Copyright (c) 2024 Habana Labs, Ltd. an Intel Company.
SPDX-License-Identifier: Apache-2.0


## Objective
This tutorial will show the user how to run the Intel Gaudi Profiling tools: the habana_perf_tool and the Tensorboard plug-in on the Intel Gaudi 2 AI Accelerator, and the profiling trace viewer.  These tools will provide the user valueable optimization tips and information to modify any model for better performance.   Following these steps and using these tools can help you better understand some of the bottlenecks of your model.  For more information, please refer to the [Profiling](https://docs.habana.ai/en/latest/Profiling/index.html) section of the documentation for info on how to setup the profiler and the [Optimization Guide](https://docs.habana.ai/en/latest/PyTorch/Model_Optimization_PyTorch/index.html) for additional background on other optimization techniques.

| Task                                 | Description                                             | Details                                         |
|--------------------------------------|---------------------------------------------------------|-------------------------------------------------|
| PyTorch Profiling with TensorBoard   | Obtains Gaudi-specific recommendations for performance using TensorBoard. | [Profiling with PyTorch](https://docs.habana.ai/en/latest/Profiling/Profiling_with_PyTorch.html#profiling-with-pytorch)        |
| Review the PT_HPU_METRICS_FILE      | Looks for excessive re-compilations during runtime.     | [Runtime Environment Variables](https://docs.habana.ai/en/latest/PyTorch/Reference/Runtime_Flags.html#pytorch-runtime-flags)                   |                         
| Profiling Trace Viewer               | Uses Perfetto to view traces.           |  [Getting Started with Intel Gaudi Profiler](https://docs.habana.ai/en/latest/Profiling/Intel_Gaudi_Profiling/Getting_Started_with_Profiler.html#getting-started-with-profiler)                      |                         
| Model Logging                        | Sets ENABLE_CONSOLE to set Logging for debug and analysis. | [Runtime Environment Variables](https://docs.habana.ai/en/latest/PyTorch/Reference/Runtime_Flags.html#pytorch-runtime-flags)                |                         




### Initial Setup
To run the this jupyter notebook and the Tensorboard viewer, set the appropriate ports for access when you ssh into the Intel Gaudi 2 node. you need to ensure that the following ports are open:
* 8888 (for running this jupyter notebook)
* 6006 (for running Tensorboard)    

Do to this, you need to add the following in your overall ssh commmand when connecting to the Intel Gaudi Node:

`ssh -L 8888:localhost:8888 -L 6006:localhost:6006 .... `

We start with an Intel Gaudi PyTorch Docker image and run this notebook.   For this example, we'll be using the [Swin Transformer](https://huggingface.co/microsoft/swin-base-patch4-window7-224-in22k) model from the Hugging Face Repository running on Hugging Face's Optimum-Habana library.  So the first step is to load the Optimum-Habana library and model repository:

In [None]:
%cd ~
!git clone -b v1.15.0 https://github.com/huggingface/optimum-habana.git
!pip install optimum-habana==1.15.0
!pip install pickleshare ipython

We now will go into the image-classification task and load the specfic requirements for the task:

In [None]:
%cd ~/optimum-habana/examples/image-classification
!pip install --quiet -r requirements.txt

### Running the Model
Now that the model is loaded, we'll run the model and look for the trace files for analysis. 

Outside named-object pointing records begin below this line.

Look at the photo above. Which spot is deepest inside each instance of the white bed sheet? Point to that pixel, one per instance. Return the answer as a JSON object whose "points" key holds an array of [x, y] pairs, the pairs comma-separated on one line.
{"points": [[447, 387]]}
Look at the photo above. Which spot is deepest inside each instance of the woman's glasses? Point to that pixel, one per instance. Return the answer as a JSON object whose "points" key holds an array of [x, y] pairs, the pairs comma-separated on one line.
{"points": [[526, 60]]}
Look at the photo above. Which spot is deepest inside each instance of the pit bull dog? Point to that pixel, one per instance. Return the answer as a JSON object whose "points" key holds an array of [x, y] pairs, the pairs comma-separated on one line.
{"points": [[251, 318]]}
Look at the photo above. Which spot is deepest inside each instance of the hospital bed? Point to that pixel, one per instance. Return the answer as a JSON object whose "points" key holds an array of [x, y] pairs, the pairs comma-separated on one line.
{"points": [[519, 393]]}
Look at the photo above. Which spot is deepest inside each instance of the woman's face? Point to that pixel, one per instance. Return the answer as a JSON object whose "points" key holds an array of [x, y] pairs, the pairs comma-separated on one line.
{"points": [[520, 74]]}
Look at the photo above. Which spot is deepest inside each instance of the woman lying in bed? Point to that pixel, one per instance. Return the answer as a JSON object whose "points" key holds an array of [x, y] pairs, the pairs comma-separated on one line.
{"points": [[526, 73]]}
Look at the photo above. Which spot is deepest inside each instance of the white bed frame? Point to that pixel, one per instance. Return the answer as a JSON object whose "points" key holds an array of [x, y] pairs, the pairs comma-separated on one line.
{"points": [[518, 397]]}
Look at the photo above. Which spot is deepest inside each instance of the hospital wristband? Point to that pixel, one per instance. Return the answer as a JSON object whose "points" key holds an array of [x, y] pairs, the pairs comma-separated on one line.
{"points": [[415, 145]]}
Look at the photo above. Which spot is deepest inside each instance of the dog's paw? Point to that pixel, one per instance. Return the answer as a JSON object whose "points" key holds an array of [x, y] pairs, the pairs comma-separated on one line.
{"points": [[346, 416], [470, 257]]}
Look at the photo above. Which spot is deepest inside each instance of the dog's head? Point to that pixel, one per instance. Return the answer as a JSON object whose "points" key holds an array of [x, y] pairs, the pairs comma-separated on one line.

For this model script we can see the profiling set in the utils.py. 
For other models not in optimum-habana, users can refer to [Profiling_with_PyTorch](https://docs.habana.ai/en/latest/Profiling/Profiling_with_PyTorch.html) to setup profiling 

In [None]:
%%sh

cat -n ../../optimum/habana/utils.py | head -n 313 | tail -n 13

Run Model to collect trace file (unoptimized)
Swin Transformer is a model that capably serves as a general-purpose backbone for computer vision. run_image_classification.py is a script that showcases how to fine-tune Swin Transformer on HPUs.

Notice the torch profiler specific commands:

- `--profiling_warmup_steps 10` - profiler will wait for warmup steps
- `--profiling_steps 3` - records for the next active steps  
                             
The collected trace files will be saved to ./hpu_profile

In [None]:
!python run_image_classification.py \
    --model_name_or_path microsoft/swin-base-patch4-window7-224-in22k \
    --dataset_name cifar10 \
    --output_dir /tmp/outputs/ \
    --remove_unused_columns False \
    --image_column_name img \
    --do_train \
    --learning_rate 3e-5 \
    --num_train_epochs 2 \
    --per_device_train_batch_size 64 \
    --evaluation_strategy no \
    --save_strategy no \
    --load_best_model_at_end False \
    --save_total_limit 3 \
    --seed 1337 \
    --use_habana \
    --use_lazy_mode \
    --use_hpu_graphs_for_training \
    --gaudi_config_name Habana/swin \
    --throughput_warmup_steps 3 \
    --bf16 \
    --report_to none \
    --overwrite_output_dir \
    --ignore_mismatched_sizes \
    --profiling_warmup_steps 10 \
    --profiling_steps 3

In [None]:
%cd hpu_profile
%ls -al

### Reviewing the Details in Tensorboard and perf_tool
Now that the training is completed, you can see the trace files (...pt.trace.json) have been generated and now can be viewed.  Two types of information are produced by TensorBoard:

Model Performance Tracking - While your workload is being processed in batches, you can track the progress of the training process on the dashboard in real-time by monitoring the model’s cost (loss) and accuracy.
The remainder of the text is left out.